When were you born?

If you were born between 1961 and 1981, you’re part of North America’s Generation X. At 80 million strong, you’d think this generation would command a bit more respect than society tends to give it, but the oldest members of this group are now past 50, and hardy anybody has noticed.

Well, besides those Gen-X’ers who are turning the half-century mark!

As Californian Sara Scribner wrote for Salon.com in August, Gen-X’ers seem to be a forgotten generation, except when people want to compare it with the accomplishments of Baby Boomers, or the allure of Millennials. Remember the media frenzy when Boomers started hitting 50? Meanwhile, today’s new middle-agers are too busy trying to survive to spend much time bewailing their advancing age. Turning 50 today isn’t the same as when Boomers did.

In her article, a rather depressing overview of where Generation X is today and how it got there, Scribner says her cohort has been called "slackers" because they haven't been able to build upon the socioeconomic legacy of those celebrated Boomers. Why haven't Gen-X’ers been more prominent, creating their own mark on our world? Instead, almost everything in history’s past 50 years has basically happened to Gen-X’ers, not because of them.

"Downward mobility is a hallmark of this generation," writer and fellow Gen-X'er Neal Pollack tells Scribner. "I just feel like we’re not going to pull ourselves out of the hole. But what can you do?”

What, indeed.

Of course, having secular writers bemoaning contemporary life without any apparent faith in Christ and His sovereignty is one thing.
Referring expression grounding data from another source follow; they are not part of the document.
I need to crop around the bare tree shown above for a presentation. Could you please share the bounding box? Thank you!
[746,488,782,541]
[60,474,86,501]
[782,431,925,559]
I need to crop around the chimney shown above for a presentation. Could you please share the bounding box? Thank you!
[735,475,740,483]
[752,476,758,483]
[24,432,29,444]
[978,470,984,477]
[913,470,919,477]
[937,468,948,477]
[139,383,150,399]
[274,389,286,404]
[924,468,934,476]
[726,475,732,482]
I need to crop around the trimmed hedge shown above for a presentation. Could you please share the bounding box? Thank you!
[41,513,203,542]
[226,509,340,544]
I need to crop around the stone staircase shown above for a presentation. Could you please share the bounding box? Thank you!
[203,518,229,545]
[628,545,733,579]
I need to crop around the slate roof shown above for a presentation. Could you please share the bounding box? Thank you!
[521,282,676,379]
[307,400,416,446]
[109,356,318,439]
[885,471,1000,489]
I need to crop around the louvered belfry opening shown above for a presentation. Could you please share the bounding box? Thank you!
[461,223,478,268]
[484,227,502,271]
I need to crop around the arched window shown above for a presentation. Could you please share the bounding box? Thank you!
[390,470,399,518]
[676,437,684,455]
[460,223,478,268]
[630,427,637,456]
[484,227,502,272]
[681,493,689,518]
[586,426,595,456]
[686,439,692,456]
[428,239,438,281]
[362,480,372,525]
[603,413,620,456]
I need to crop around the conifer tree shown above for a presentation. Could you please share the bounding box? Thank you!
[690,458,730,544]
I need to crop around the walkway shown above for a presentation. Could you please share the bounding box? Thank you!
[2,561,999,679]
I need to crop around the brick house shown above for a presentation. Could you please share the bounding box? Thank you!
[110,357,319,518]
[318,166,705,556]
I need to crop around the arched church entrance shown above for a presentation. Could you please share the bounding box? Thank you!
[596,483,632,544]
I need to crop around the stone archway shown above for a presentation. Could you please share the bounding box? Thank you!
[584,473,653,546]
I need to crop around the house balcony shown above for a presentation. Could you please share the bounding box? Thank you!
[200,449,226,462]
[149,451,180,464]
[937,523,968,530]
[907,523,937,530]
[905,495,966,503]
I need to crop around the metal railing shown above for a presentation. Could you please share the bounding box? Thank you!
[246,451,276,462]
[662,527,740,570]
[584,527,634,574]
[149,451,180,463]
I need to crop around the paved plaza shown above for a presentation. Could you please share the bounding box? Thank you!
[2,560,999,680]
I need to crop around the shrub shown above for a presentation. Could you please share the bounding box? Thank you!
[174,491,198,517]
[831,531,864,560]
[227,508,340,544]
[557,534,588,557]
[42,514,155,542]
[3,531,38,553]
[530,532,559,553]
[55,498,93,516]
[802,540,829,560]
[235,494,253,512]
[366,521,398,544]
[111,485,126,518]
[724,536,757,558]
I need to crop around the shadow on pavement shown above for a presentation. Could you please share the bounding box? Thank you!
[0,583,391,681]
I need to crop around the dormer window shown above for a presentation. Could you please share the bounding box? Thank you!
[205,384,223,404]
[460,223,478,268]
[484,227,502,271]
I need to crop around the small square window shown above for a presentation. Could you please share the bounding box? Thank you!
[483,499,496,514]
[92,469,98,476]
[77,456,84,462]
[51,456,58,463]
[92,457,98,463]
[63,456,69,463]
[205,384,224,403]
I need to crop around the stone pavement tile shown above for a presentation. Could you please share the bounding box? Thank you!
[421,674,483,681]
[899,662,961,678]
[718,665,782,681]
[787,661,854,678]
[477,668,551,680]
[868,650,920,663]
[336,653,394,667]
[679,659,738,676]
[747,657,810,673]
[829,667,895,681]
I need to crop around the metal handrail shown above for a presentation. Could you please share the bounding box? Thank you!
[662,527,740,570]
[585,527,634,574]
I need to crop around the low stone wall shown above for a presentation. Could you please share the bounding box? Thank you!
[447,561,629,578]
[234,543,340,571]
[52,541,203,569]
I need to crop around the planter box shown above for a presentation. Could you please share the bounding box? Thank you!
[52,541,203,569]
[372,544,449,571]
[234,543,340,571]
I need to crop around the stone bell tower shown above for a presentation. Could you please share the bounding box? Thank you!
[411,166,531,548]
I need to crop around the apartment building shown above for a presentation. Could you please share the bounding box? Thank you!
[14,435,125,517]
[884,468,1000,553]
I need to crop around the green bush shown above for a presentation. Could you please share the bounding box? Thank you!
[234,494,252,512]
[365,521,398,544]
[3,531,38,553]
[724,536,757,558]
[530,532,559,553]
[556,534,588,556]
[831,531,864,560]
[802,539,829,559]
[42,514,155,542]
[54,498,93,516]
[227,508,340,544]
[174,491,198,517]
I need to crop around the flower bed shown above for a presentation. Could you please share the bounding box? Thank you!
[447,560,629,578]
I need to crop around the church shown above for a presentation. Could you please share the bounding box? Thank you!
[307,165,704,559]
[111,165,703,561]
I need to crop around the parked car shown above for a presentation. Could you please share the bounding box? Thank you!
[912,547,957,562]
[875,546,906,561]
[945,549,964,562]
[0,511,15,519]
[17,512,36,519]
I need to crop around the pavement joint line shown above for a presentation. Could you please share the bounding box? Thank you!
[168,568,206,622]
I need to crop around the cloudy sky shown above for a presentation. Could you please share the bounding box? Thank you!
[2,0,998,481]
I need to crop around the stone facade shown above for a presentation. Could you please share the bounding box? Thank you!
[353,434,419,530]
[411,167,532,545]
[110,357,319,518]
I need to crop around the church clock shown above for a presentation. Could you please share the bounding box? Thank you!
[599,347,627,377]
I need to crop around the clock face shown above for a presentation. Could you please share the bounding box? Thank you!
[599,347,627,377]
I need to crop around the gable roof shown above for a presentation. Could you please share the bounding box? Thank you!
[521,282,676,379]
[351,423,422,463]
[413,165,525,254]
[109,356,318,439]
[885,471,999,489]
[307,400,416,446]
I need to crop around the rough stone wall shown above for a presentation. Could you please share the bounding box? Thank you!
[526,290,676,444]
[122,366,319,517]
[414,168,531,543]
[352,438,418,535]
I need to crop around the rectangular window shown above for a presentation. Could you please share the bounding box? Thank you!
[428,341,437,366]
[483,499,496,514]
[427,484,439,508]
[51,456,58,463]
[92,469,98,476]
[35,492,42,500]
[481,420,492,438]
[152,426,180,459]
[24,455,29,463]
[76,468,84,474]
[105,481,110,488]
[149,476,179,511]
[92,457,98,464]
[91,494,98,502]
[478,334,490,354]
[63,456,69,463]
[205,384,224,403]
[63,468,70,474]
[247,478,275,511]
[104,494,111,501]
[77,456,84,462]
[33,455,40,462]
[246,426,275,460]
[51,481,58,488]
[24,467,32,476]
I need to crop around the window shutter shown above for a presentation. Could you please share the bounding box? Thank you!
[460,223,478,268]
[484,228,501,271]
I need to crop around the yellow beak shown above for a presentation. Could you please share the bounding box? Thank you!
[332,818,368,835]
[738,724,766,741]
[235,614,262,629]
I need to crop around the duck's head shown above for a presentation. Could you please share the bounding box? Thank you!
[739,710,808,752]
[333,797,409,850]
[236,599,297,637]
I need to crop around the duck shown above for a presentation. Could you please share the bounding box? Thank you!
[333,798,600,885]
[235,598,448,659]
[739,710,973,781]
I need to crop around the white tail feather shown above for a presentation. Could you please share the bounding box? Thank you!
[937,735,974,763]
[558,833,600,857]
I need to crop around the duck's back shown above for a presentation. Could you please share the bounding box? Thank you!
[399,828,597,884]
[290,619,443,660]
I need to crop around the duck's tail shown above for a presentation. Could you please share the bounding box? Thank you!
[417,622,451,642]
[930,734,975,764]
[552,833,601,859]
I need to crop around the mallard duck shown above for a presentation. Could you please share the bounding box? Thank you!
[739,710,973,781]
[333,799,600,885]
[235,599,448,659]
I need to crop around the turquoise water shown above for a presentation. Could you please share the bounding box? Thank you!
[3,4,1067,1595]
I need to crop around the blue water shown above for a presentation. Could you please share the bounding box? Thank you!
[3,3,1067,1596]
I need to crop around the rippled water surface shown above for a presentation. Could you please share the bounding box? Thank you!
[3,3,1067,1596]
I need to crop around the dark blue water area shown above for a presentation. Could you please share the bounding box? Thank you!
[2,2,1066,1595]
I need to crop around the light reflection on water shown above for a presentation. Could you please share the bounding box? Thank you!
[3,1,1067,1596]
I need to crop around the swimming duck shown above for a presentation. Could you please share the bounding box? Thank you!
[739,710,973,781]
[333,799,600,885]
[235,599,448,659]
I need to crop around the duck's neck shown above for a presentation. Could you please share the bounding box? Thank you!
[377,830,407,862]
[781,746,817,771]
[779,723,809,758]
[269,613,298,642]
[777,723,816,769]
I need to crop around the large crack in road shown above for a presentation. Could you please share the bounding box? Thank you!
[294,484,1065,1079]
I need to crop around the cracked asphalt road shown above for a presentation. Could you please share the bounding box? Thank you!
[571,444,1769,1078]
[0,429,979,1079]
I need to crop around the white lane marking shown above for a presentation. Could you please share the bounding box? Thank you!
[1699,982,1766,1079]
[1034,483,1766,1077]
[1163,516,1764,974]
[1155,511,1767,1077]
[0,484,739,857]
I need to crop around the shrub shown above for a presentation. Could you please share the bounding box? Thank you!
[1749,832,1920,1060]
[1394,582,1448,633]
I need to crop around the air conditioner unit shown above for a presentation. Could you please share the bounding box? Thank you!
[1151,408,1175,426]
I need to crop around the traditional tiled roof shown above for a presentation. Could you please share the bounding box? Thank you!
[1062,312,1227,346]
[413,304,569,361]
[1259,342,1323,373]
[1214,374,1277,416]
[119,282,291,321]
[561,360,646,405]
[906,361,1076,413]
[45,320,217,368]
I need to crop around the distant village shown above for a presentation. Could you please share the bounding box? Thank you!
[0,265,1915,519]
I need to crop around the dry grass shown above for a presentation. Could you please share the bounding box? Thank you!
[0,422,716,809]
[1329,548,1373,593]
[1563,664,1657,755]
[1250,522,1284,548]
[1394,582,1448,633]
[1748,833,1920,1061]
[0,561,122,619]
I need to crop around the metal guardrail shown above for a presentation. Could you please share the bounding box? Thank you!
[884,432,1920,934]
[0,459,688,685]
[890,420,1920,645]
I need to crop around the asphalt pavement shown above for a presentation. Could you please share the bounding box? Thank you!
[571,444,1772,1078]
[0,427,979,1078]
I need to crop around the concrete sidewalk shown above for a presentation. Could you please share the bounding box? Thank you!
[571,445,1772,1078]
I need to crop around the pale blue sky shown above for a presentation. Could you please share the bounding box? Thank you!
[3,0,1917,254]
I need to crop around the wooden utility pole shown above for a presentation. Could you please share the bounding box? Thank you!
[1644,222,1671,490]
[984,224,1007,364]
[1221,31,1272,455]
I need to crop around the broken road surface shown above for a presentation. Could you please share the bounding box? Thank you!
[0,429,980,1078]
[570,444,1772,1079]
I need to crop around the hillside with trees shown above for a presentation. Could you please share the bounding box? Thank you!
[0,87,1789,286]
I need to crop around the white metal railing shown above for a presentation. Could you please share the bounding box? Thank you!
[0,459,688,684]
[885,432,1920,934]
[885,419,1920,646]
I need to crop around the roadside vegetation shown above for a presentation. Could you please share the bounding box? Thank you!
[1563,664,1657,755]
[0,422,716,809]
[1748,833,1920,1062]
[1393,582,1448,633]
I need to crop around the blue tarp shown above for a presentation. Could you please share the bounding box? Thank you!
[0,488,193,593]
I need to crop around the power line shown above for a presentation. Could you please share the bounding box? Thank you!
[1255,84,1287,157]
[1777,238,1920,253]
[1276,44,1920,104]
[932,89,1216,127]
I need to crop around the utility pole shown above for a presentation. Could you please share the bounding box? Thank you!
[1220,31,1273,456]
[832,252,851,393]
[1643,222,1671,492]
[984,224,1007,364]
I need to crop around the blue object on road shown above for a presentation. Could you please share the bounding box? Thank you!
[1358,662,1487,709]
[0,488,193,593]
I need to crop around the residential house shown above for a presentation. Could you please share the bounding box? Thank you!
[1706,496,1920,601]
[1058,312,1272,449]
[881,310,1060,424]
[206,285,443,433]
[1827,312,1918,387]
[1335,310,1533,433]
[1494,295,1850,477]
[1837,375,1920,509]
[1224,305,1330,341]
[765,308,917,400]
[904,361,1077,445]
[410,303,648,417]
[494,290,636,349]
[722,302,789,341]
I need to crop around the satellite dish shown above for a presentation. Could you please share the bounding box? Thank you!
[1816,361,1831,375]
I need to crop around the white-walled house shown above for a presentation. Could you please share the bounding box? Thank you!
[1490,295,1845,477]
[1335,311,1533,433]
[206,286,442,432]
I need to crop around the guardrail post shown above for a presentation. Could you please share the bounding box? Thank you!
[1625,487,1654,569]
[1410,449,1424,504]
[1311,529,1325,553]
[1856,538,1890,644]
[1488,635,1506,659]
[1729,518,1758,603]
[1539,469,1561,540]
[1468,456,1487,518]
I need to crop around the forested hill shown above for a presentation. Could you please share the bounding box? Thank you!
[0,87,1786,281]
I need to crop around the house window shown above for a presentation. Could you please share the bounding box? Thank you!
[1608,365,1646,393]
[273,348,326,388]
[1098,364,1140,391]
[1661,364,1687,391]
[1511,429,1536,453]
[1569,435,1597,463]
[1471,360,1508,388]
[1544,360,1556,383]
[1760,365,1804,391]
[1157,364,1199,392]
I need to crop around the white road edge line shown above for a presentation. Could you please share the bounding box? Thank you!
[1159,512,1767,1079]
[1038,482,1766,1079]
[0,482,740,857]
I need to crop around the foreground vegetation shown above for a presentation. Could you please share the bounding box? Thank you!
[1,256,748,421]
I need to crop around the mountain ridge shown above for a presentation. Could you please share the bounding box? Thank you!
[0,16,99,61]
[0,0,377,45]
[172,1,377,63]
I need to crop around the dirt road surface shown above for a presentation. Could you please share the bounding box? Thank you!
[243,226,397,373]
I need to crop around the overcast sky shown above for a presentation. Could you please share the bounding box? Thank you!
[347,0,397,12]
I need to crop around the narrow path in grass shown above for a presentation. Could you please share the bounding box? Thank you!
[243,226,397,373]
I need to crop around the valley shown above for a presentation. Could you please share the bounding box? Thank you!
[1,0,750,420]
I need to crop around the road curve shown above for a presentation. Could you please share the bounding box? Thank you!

Yet, to a certain extent, can’t what they say about Generation X also be seen in Gen-X’ers who profess Jesus as Lord? To be sure, God is saving His people in Generation X to be salt and light in this time and place in world history. But frankly, it’s not turning out to be the best of times, is it?

Generation X is the most educated generation in world history, but they’re earning less than their parents did. Gen-X’ers have lived through 1987’s “Black Monday” stock market crash, the dot-com bust of 2000, the mortgage meltdown, the Great Recession, downsizing, offshoring, and now, the part-time employee trend. Say what you will about America’s widening income disparity, but Gen-X’ers are living it every day.

Time was, married people tended to fare better during a rocky economy, but Generation X was born into an era when failed marriages lost their social taboos. The divorce rate skyrocketed when Gen-X’ers were kids, and never sank when it came their turn down the aisle. Today, many Gen-X’ers are not only single by choice, but single again in frustratingly high numbers, both inside and outside the church.

Television journalist Tom Brokaw famously categorized the parents of Boomers as the "Greatest Generation," since they'd survived two catastrophic world wars and turned around to build the most rapid expansion of our economy in America's history. Of course, the Greatest Generation created some major problems that Boomers are passing on to Gen-X'ers, such as a Social Security Administration that has been woefully under-funded since at least 1982. After the Boomers are done with it, retirement will likely be a think of the past for Gen-X’ers.